Film - Valerian and the City of A Thousand Planets


Susan Omand finally gets round to watching the latest film from her favourite director, Luc Besson's Valerian and the City of A Thousand Planets...

When Rihanna isn’t the worst casting choice in your film you have a problem. I know, I know. Every other article/post/whinge about the film that you will have read has gone on and on (and on and on) about the hideous errors in casting Dane DeHaan and Cara Delevingne in the lead roles and I have to agree. They don’t fit the source material (according to the comics he is a square jawed, by-the-book soldier who is a bit of a “shoot now ask questions later type” from the 28th century, she is an 11th century red headed French peasant girl that got swept up in a Doctor Who style timey-wimey companion way), but they also don’t fit their own characters within the grand scheme of things as laid out by the film (which I can accept wanted to, ironically, modernise them a bit) and they sure as hell don’t have any chemistry with each other as a team, romantic or otherwise. To be honest, their acting isn’t awful, they hit their marks and delivered their lines and kept the plot going, but it just didn’t work for me, it was a bit devoid of, well, anything really and that’s all I’m going to say on that matter.

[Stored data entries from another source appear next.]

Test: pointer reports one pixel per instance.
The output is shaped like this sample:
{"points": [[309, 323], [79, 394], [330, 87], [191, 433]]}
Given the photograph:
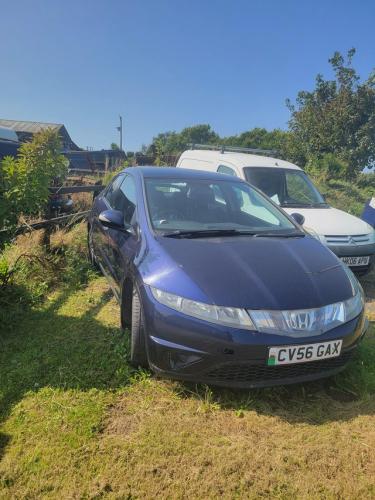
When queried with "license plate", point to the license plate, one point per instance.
{"points": [[356, 261], [290, 354]]}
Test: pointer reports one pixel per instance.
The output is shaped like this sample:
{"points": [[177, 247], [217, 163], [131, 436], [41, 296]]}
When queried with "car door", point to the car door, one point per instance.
{"points": [[98, 233], [122, 246]]}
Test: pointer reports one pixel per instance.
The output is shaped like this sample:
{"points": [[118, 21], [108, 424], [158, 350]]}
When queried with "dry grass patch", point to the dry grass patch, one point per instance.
{"points": [[170, 444]]}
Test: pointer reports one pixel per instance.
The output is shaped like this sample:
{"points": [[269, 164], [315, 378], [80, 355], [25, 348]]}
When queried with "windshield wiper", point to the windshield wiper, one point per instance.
{"points": [[202, 233], [295, 204], [280, 235]]}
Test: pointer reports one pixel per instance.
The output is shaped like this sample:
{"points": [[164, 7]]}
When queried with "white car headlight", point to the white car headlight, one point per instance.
{"points": [[312, 232], [228, 316]]}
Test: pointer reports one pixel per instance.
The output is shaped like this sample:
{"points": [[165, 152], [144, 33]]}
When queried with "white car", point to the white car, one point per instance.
{"points": [[350, 238]]}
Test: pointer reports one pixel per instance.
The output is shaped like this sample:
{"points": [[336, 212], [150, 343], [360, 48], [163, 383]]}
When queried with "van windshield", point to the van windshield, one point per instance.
{"points": [[286, 187], [200, 204]]}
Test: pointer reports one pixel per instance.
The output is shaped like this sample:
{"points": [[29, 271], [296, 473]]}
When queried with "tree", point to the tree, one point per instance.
{"points": [[24, 180], [175, 142], [259, 138], [337, 117]]}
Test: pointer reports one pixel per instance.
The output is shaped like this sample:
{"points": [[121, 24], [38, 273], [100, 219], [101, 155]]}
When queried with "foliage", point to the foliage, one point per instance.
{"points": [[326, 167], [337, 117], [175, 142], [259, 138], [24, 180]]}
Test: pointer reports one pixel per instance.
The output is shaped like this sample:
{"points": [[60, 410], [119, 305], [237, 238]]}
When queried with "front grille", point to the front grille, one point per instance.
{"points": [[245, 372], [358, 239]]}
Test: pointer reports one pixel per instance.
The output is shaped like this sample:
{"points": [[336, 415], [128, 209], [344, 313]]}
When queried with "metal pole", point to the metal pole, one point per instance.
{"points": [[120, 129]]}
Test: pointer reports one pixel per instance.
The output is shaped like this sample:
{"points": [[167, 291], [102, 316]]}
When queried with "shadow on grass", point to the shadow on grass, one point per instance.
{"points": [[45, 348]]}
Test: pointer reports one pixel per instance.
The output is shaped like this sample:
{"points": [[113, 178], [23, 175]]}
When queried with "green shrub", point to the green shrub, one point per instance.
{"points": [[24, 180]]}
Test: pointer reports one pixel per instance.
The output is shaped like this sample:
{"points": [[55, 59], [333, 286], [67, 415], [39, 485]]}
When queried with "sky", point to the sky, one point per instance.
{"points": [[167, 64]]}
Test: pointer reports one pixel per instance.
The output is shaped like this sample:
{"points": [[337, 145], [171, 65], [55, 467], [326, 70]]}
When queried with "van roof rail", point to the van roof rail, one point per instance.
{"points": [[232, 149]]}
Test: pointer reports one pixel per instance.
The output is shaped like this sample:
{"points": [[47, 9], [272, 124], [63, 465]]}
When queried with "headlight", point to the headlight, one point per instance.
{"points": [[312, 321], [312, 232], [228, 316]]}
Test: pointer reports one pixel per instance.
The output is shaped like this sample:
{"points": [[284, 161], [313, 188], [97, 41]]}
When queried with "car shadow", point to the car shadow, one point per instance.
{"points": [[46, 348]]}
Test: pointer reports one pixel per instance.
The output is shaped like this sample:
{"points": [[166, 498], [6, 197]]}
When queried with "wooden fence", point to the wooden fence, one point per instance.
{"points": [[50, 222]]}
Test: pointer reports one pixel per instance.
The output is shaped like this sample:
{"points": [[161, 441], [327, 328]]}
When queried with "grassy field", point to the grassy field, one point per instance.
{"points": [[77, 422]]}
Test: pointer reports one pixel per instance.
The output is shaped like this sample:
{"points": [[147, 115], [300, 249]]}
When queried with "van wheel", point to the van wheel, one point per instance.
{"points": [[138, 355]]}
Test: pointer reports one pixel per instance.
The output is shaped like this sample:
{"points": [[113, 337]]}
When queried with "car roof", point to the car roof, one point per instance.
{"points": [[240, 159], [178, 173]]}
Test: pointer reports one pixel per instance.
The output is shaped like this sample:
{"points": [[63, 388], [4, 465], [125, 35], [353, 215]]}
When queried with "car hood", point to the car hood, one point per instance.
{"points": [[243, 271], [330, 221]]}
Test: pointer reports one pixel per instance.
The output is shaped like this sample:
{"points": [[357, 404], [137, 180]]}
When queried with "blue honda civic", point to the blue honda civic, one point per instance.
{"points": [[216, 284]]}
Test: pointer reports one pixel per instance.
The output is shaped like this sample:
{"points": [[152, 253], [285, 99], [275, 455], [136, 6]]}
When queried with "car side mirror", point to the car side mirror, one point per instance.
{"points": [[114, 219], [299, 218]]}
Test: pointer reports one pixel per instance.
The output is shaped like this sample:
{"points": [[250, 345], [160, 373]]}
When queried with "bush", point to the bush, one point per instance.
{"points": [[327, 167], [24, 180]]}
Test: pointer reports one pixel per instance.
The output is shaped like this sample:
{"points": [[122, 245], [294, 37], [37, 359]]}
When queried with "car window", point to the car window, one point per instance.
{"points": [[124, 199], [112, 188], [298, 189], [249, 204], [285, 187], [223, 169], [195, 204]]}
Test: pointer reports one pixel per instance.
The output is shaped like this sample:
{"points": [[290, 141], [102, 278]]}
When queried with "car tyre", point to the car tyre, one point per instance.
{"points": [[138, 354], [91, 253]]}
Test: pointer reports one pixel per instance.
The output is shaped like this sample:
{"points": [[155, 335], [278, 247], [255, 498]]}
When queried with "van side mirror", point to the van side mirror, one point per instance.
{"points": [[114, 219], [299, 218]]}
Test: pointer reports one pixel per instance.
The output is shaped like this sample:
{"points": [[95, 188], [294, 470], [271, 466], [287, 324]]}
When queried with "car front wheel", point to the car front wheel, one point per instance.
{"points": [[138, 355]]}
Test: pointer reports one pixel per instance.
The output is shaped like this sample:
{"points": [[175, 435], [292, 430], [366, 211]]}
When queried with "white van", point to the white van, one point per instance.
{"points": [[352, 239]]}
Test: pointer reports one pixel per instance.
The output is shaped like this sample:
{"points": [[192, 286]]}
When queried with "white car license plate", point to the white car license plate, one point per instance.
{"points": [[289, 354], [356, 261]]}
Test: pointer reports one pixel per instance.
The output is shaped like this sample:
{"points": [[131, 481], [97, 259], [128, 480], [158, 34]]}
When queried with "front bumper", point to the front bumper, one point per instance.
{"points": [[186, 348]]}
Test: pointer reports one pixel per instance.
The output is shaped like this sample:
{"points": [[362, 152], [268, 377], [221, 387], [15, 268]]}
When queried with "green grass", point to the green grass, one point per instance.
{"points": [[77, 422]]}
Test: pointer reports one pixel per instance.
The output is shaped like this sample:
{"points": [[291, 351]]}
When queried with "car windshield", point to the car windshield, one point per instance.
{"points": [[201, 205], [286, 187]]}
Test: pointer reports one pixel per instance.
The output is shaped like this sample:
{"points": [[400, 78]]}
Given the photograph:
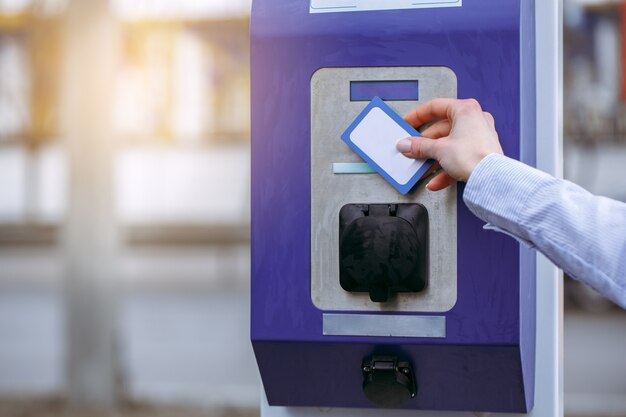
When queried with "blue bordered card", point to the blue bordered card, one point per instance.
{"points": [[374, 135]]}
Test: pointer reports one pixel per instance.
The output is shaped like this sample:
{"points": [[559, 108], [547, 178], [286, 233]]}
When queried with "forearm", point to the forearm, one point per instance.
{"points": [[583, 234]]}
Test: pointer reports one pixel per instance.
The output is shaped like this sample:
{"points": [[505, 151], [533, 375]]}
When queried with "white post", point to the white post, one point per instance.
{"points": [[90, 236], [549, 366]]}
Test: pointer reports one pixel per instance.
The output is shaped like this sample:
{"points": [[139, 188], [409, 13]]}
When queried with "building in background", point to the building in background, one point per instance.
{"points": [[170, 298]]}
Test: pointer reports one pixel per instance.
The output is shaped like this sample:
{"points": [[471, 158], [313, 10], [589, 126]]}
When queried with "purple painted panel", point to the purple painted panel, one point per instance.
{"points": [[481, 43]]}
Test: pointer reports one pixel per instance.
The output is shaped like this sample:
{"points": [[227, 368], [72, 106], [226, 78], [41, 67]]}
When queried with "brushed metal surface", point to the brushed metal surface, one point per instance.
{"points": [[383, 325], [331, 113]]}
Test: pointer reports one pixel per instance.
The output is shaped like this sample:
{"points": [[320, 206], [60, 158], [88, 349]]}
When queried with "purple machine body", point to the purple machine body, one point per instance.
{"points": [[486, 361]]}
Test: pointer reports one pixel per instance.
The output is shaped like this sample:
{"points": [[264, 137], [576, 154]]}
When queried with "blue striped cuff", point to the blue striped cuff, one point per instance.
{"points": [[499, 189]]}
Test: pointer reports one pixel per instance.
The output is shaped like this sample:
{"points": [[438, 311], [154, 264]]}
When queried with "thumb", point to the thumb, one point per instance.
{"points": [[418, 147]]}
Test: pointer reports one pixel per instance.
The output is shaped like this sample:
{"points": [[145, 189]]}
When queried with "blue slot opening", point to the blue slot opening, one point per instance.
{"points": [[387, 90]]}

Those two aside though, I loved the film! Firstly, it looks GORGEOUS. The special effects were absolutely stunning, the space scenes were epic, the city scenes even moreso. From the sweeping vistas, to the tiniest detail, it just pulled you in and held you rapt to the screen. I loved the concept of the Big Market near the start that you can only see through special goggles, otherwise it looks like you’re standing in the middle of a huge desert and the separate zones on the space station all had their own characteristics, there was nothing generic about them. The story too was actually great fun! Pretty simple as plots go, yes, but swashbuckling action and adventure of the over-the-top kind that you’d find in the Star Wars or Indiana Jones films. However you could tell that it was Besson and not Spielberg behind Valerian, both as screenwriter and director, because the film had Besson’s signature deftness of touch that gave it that special French feel - you'll know what I mean if you've watched other French cinema. The humour had his oblique dry wit, the violence was suitably “graphic novel” in its graphic-ness and the incidental characters and species were utterly wonderful, adding a real richness to the environments. Talking of whom, the cameos were absolutely superb! Yes, even Rihanna who, after her... umm... interesting pole dance, really gave her character a personality that made you want to root for her. Add to that Ethan Hawke out-Depp-ing Johnny Depp as her cowboy/pirate/pimp/club owner, Herbie Hancock scowling through the monitors as the Defense Minister and the legend that is Rutger Hauer as the President of the World (ok World Federation but... yeah, World really) and, lead characters aside, the casting is really cool. And that’s before we get to the magnificence of Clive Owen as the Commander – but I don’t want to spoil the story.

So do your best to get past the casting of the leads (it IS possible and didn’t spoil the film at all for me when I stopped worrying about how much better they could have been if they had been somebody else and just went with it), realise that you’re going to get a film that is massively style over substance and just spend a couple of hours with your intellect switched off and your imagination switched on and you’ll love it.